L’amiante dégagé par les immeubles réduits à des tas de
poussière sera probablement inducteur de pathologies du
système respiratoire.
N’allez pas croire pour autant que les malades font la queue
aux portes de nos cabinets ou aux urgences de nos hôpitaux.
Hormis les blessures de guerre, rien ne semble ébranler le
fatalisme oriental de la population libanaise. Le sens des
priorités a bien changé depuis ce fameux 12 juillet 2006. Alors
que nous avions atteint un niveau de luxe et de fignolage,
même dans la science, nous voilà en train de faire, de
nouveau, nos premiers pas dans la vie normale. Au problème
des carburants, qui impose aux hôpitaux de prendre des
mesures drastiques pour fonctionner au quotidien, s’ajoute
celui des malades vivotant le temps que la guerre se termine.
Le patient asthmatique attendra l’état de mal asthmatique
pour consulter. Les avis médicaux seront donnés au téléphone
grâce à la résistance de la téléphonie mobile. Les échéances
de toute pathologie reculeront… jusqu’à ce qu’on voie se
presser à l’hôpital les complications qu’on aurait pu éviter
si on avait vu les patients plus tôt. Quant aux personnes du
troisième et du quatrième âge, elles attendront probablement
la fin, dans une sagesse conceptuelle nouvelle. Alors il sera
facile de déduire que les fumeurs désespérés de narguilé ne
viendront nous voir que bien plus tard, lorsque l’éveil sera
rude et la chute encore plus pénible. Oubliée alors, avec
tout ça, la sentence : “faire contre mauvaise fortune bon cœur”.
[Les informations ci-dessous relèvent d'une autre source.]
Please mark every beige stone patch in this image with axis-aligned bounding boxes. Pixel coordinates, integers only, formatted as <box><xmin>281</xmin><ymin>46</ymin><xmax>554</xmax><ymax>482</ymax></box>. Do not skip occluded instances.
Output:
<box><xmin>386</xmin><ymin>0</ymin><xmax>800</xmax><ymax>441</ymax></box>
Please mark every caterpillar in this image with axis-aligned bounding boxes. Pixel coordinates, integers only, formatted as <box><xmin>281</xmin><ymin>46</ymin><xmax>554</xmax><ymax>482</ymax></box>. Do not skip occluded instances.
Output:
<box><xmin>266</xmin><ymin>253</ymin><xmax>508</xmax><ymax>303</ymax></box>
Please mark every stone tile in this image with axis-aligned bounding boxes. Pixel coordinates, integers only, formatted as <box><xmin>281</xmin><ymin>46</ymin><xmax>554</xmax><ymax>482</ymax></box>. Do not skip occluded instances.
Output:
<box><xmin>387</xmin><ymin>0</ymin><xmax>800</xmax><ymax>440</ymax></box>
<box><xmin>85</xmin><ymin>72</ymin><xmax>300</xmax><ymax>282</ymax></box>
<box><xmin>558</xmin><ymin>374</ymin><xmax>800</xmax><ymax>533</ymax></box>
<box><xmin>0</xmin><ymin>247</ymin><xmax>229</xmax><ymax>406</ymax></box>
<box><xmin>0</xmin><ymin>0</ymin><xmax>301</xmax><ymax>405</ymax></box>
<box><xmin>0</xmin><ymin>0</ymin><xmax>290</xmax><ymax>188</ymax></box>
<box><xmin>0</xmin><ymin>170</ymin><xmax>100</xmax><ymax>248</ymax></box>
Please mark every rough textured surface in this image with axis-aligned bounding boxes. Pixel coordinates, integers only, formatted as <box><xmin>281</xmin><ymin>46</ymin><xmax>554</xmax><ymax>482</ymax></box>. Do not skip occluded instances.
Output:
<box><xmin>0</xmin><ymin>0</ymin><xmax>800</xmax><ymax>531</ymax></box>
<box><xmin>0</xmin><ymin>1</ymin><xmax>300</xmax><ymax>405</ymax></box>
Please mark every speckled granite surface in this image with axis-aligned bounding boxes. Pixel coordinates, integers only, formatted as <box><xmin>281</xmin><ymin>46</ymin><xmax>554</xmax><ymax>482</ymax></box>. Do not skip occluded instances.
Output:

La fortune est trop mauvaise pour que le bon cœur suffise…N
RÉFÉRENCES BIBLIOGRAPHIQUES
1. Knishkowy B, Amitai V. Water-pipe smoking may pose a significant
health risk. Pediatrics 2005;116:113-9.
2. Chaouachi K. Shisha, hookah, le narguilé au XXIesiècle. Bref état des
connaissances scientifiques. Le Courrier des Addictions 2004;(4):150-2.
* Pneumologue, chef de service de pneumologie, Hôtel-Dieu-de-France, Beyrouth, Liban.
** Pneumologue, présidente de la Société libanaise de pneumologie, Beyrouth, Liban.